The Ukraine crisis and the Hungarian election have unnerved the opposition’s mentors. The media reports them as warning everyone that “inflation does not strengthen the opposition,” “the election victory is not guaranteed,” “there is not much time left until the election,” “those that split hairs will be disappointed,” “it is time to focus on a common platform rather than fight over potential candidates,” “the discussion over candidates is a trap,” “the opposition should identify its core principles” and “the opposition is taking too long to pick a joint presidential candidate.”

Certainly, the main contradiction, which the six opposition parties and the Peoples’ Democratic Party (HDP) circles face, is that the arguments of each potential joint candidate – Kılıçdaroğlu, Istanbul Mayor Ekrem Imamoğlu and the capital Ankara’s Mayor Mansur Yavaş, all of whom happen to be CHP members – are refuted by the supporters of others. If one were to include IP Chairperson Meral Akşener in that list, the opposition ends up with more chaos than it can handle. On those occasions, the disagreements, which had been swept under the rug, fearing that they could “play into the government’s hand,” resurface. That chaos, in turn, spread panic among the opposition’s brain trust, whose warnings are promptly transformed into lines of criticism by the ruling party.

‘Opposition vs. opposition’

This situation, which could be described as “opposition versus opposition,” hurts the opposition. Hence a new argument: “Do not deepen hopelessness whilst criticizing the opposition. Do not feed the perception that the government won’t be leaving.” Yet this act of self-criticism by the brain trust cannot end the chaos within the opposition bloc, since the question at hand is structural and dynamic. The fight over potential candidates won’t end until the opposition settles on a presidential candidate. Once the candidate is picked, in turn, certain people will be unhappy with that decision.

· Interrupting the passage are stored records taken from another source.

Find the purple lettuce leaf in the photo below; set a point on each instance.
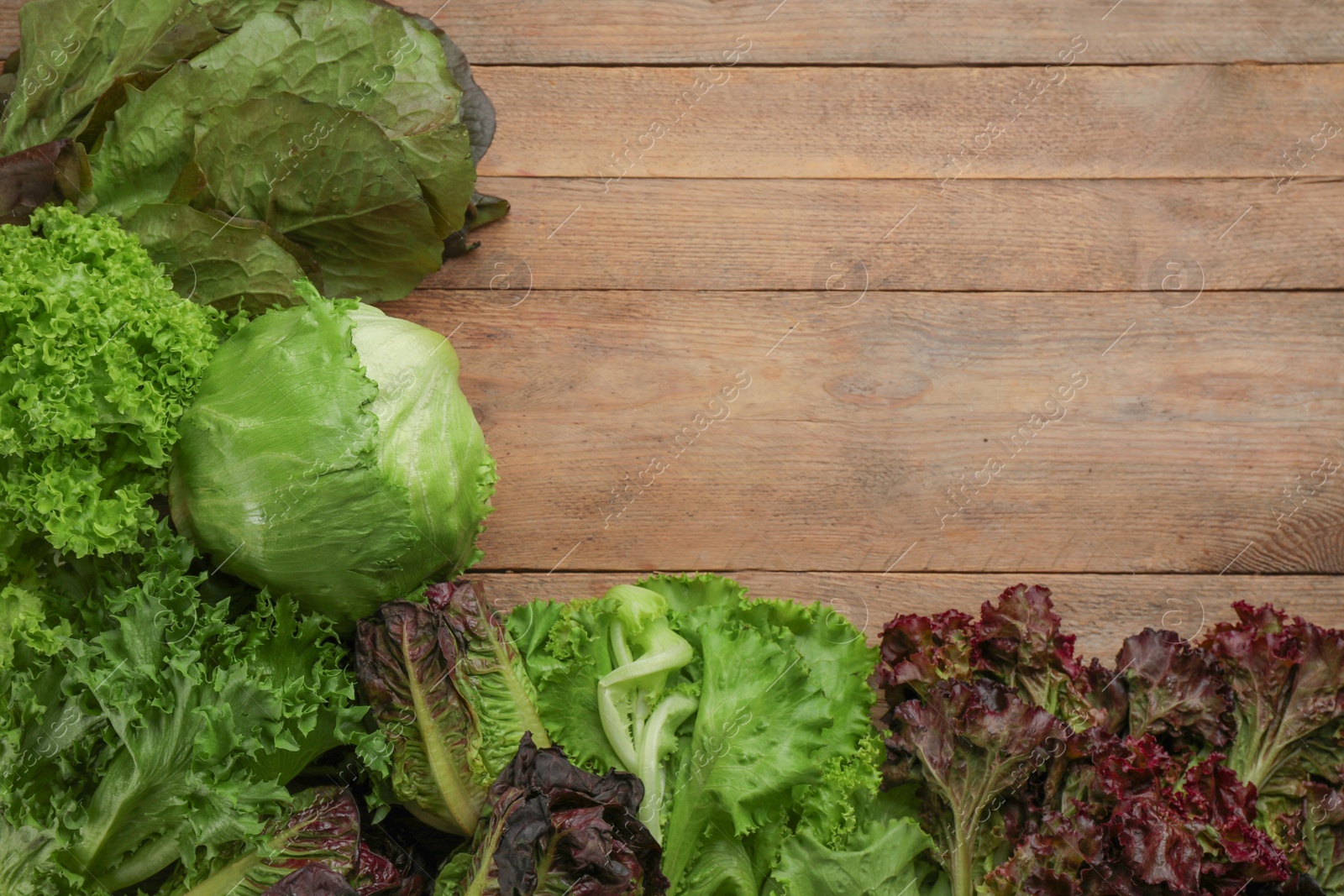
(920, 652)
(312, 880)
(1176, 692)
(968, 745)
(405, 656)
(554, 828)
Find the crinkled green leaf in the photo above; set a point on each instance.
(233, 265)
(568, 651)
(753, 741)
(167, 727)
(73, 50)
(349, 199)
(24, 853)
(98, 359)
(320, 826)
(882, 860)
(371, 177)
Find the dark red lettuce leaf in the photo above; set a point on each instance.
(1176, 692)
(1016, 641)
(969, 745)
(378, 875)
(449, 691)
(312, 880)
(1153, 825)
(50, 172)
(1321, 825)
(920, 652)
(1019, 642)
(585, 825)
(1288, 679)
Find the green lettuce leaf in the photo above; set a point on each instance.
(74, 50)
(167, 727)
(880, 860)
(98, 359)
(351, 199)
(331, 456)
(752, 745)
(490, 674)
(24, 852)
(255, 441)
(568, 649)
(322, 826)
(335, 123)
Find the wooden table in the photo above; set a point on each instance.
(897, 304)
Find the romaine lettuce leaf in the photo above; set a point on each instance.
(450, 694)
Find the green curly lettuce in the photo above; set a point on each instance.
(726, 708)
(165, 726)
(98, 359)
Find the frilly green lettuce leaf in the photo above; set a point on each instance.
(753, 741)
(880, 860)
(98, 359)
(568, 649)
(24, 855)
(322, 826)
(168, 726)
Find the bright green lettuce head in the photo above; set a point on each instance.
(98, 359)
(331, 456)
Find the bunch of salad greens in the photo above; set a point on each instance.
(143, 725)
(250, 144)
(746, 720)
(98, 358)
(1191, 768)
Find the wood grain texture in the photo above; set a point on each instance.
(911, 235)
(1166, 121)
(864, 412)
(891, 31)
(1101, 610)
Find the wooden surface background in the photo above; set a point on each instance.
(898, 234)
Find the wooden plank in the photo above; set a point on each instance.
(858, 421)
(902, 33)
(904, 234)
(1166, 121)
(1102, 610)
(914, 33)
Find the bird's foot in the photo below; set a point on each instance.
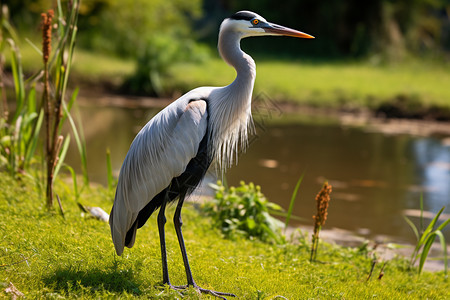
(220, 295)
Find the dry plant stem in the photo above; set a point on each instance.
(322, 200)
(50, 155)
(5, 111)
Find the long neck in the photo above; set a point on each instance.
(230, 50)
(231, 114)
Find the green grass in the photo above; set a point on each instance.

Neither the “democracy front” nor the contrast between “authoritarianism and democratic credentials” – ideas that the opposition’s mentors brought up to help it recover – will have as much impact on the electorate as they hope. At a time when the international system suffers from greater uncertainty, the opposition parties need to agree on a set of post-2023 policy choices and communicate those choices to voters through an effective champion.